4. Peri-implant Diseases
- Biofilm on implants leads to mucositis and peri-implantitis.
- Staphylococcus aureus and anaerobes are common.
5. Halitosis (Oral Malodour)
- Biofilms on tongue dorsum produce volatile sulphur compounds (hydrogen sulphide, methyl mercaptan).
Resistance of Biofilm Microorganisms
Microorganisms in biofilm are up to 1,000 times more resistant to antimicrobials than planktonic forms.

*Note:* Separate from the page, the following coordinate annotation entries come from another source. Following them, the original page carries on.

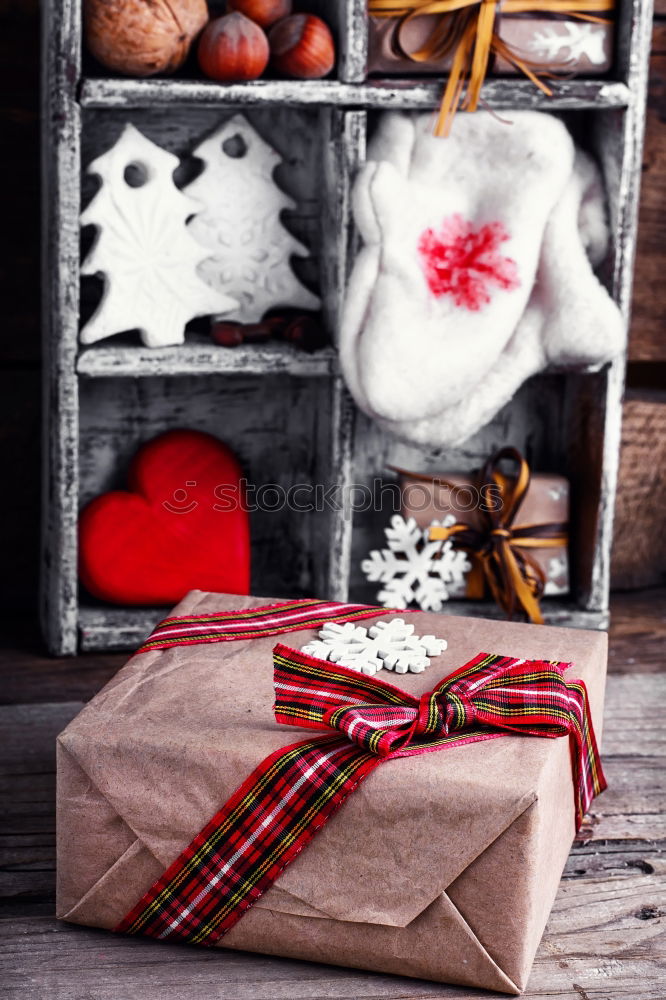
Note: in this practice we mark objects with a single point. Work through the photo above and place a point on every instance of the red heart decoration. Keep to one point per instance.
(182, 527)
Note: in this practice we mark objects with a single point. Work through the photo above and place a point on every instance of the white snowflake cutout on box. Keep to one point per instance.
(577, 39)
(414, 569)
(390, 644)
(143, 250)
(249, 249)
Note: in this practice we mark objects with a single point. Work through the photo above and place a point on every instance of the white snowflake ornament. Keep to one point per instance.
(570, 41)
(249, 249)
(414, 569)
(144, 251)
(390, 644)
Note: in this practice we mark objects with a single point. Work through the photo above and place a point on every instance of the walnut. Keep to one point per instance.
(142, 37)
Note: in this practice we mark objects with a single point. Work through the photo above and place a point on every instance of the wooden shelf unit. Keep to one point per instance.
(288, 413)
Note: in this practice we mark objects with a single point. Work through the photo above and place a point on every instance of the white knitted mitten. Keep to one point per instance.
(444, 318)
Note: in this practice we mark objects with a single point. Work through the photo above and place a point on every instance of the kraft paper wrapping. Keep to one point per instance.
(546, 502)
(442, 866)
(572, 46)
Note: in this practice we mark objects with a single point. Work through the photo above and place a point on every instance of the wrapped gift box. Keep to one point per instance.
(546, 502)
(443, 865)
(573, 46)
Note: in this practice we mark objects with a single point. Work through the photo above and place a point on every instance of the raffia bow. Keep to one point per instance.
(467, 31)
(504, 562)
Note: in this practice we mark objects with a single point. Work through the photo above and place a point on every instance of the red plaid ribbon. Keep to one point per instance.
(284, 802)
(254, 623)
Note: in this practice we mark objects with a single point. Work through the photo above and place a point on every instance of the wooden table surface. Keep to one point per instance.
(605, 938)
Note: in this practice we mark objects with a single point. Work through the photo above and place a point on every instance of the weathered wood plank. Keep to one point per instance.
(199, 356)
(61, 55)
(604, 940)
(638, 632)
(647, 341)
(516, 93)
(639, 544)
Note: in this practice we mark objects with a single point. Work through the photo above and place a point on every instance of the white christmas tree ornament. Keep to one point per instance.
(144, 251)
(390, 644)
(414, 569)
(248, 248)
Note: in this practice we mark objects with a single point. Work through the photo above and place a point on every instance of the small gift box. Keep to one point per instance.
(517, 522)
(187, 808)
(548, 43)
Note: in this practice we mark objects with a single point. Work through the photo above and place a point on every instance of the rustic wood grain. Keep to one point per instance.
(648, 338)
(638, 632)
(639, 545)
(604, 941)
(423, 95)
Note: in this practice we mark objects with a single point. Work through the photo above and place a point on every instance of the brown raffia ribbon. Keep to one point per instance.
(467, 31)
(503, 559)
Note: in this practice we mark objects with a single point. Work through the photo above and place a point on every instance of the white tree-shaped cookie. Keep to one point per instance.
(144, 251)
(249, 249)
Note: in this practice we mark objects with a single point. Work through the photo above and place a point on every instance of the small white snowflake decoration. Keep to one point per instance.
(571, 41)
(414, 569)
(390, 644)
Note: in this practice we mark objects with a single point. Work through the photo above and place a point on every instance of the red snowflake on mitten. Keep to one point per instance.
(461, 261)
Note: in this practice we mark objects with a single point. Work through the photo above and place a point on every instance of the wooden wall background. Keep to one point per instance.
(640, 540)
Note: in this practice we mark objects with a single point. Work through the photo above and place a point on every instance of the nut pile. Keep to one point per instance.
(141, 39)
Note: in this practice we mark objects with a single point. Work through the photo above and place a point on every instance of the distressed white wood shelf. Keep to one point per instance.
(286, 413)
(199, 356)
(379, 94)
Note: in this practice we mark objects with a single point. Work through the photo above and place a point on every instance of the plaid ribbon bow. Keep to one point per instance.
(284, 802)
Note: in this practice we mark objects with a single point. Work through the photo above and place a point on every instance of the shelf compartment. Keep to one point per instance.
(279, 427)
(411, 95)
(199, 356)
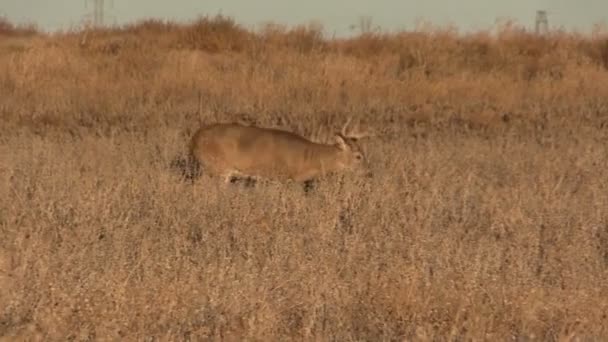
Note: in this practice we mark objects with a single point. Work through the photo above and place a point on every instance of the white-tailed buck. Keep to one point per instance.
(230, 149)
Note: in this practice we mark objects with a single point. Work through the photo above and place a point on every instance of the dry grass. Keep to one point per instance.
(486, 217)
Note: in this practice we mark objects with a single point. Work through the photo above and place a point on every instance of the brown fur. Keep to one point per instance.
(232, 149)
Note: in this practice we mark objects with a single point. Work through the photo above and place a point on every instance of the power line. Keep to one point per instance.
(542, 22)
(98, 15)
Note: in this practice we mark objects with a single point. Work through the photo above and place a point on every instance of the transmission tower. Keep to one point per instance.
(542, 22)
(98, 14)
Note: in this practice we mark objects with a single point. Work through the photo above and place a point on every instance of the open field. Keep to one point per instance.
(486, 217)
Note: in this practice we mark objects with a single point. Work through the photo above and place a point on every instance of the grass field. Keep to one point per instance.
(486, 218)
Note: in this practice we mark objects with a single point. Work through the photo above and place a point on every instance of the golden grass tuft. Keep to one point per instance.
(486, 217)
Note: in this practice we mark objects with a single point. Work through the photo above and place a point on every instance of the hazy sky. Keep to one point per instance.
(336, 16)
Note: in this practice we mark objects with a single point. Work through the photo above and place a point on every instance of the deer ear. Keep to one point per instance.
(340, 143)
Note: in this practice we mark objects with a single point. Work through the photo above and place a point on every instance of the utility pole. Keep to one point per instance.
(542, 22)
(98, 14)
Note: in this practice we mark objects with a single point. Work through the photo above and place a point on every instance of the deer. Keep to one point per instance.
(229, 150)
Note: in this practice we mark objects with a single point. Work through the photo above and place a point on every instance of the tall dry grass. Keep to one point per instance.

Reasons:
- EPS matrix acts as a barrier.
- Slow growth rate of bacteria reduces antibiotic effectiveness.
- Quorum sensing regulates protective mechanisms.
- Presence of persister cells (dormant bacteria tolerant to antibiotics).
Detection and Study of Oral Biofilm
- Plaque disclosing agents (erythrosine dye) highlight biofilm on teeth.
- Microscopy (light, confocal, electron) shows biofilm structure.
- Molecular tools (PCR, sequencing, metagenomics) identify biofilm composition.
Management and Control of Oral Biofilm
- Mechanical Methods
- Brushing, flossing, interdental brushes.
- Professional scaling and root planing.
- Brushing, flossing, interdental brushes.
- Chemical Methods
- Mouth rinses: chlorhexidine, essential oils, cetylpyridinium chloride.
- Fluoride toothpaste: inhibits bacterial metabolism.
- Mouth rinses: chlorhexidine, essential oils, cetylpyridinium chloride.
- Dietary Measures
- Reduce sugar intake (limits acidogenic bacteria).
- Encourage xylitol-containing products (anti-cariogenic).
- Reduce sugar intake (limits acidogenic bacteria).
- Probiotics and Prebiotics
- Lactobacillus and Streptococcus salivarius probiotics may restore microbial balance.
- Lactobacillus and Streptococcus salivarius probiotics may restore microbial balance.
- Novel Approaches
- Enzymes that degrade EPS.
- Photodynamic therapy against pathogenic biofilms.
- Vaccines (experimental) against S. mutans and P. gingivalis.
- Enzymes that degrade EPS.
Clinical Relevance for Dentists
- Successful dental treatment requires biofilm control.
- Antibiotics alone are ineffective; mechanical removal is essential.
- Preventive dentistry (fluoride, sealants, patient education) targets biofilm-related caries.
- Periodontal therapy focuses on disrupting subgingival biofilms.
- Implant maintenance relies on strict biofilm control to prevent peri-implantitis.
Oral biofilm is the cornerstone of dental microbiology and clinical dentistry. It is a highly organised microbial community that contributes to both oral health and disease. While balanced biofilms help maintain oral homeostasis, dysbiotic biofilms drive caries, periodontal disease, endodontic failures, and peri-implantitis.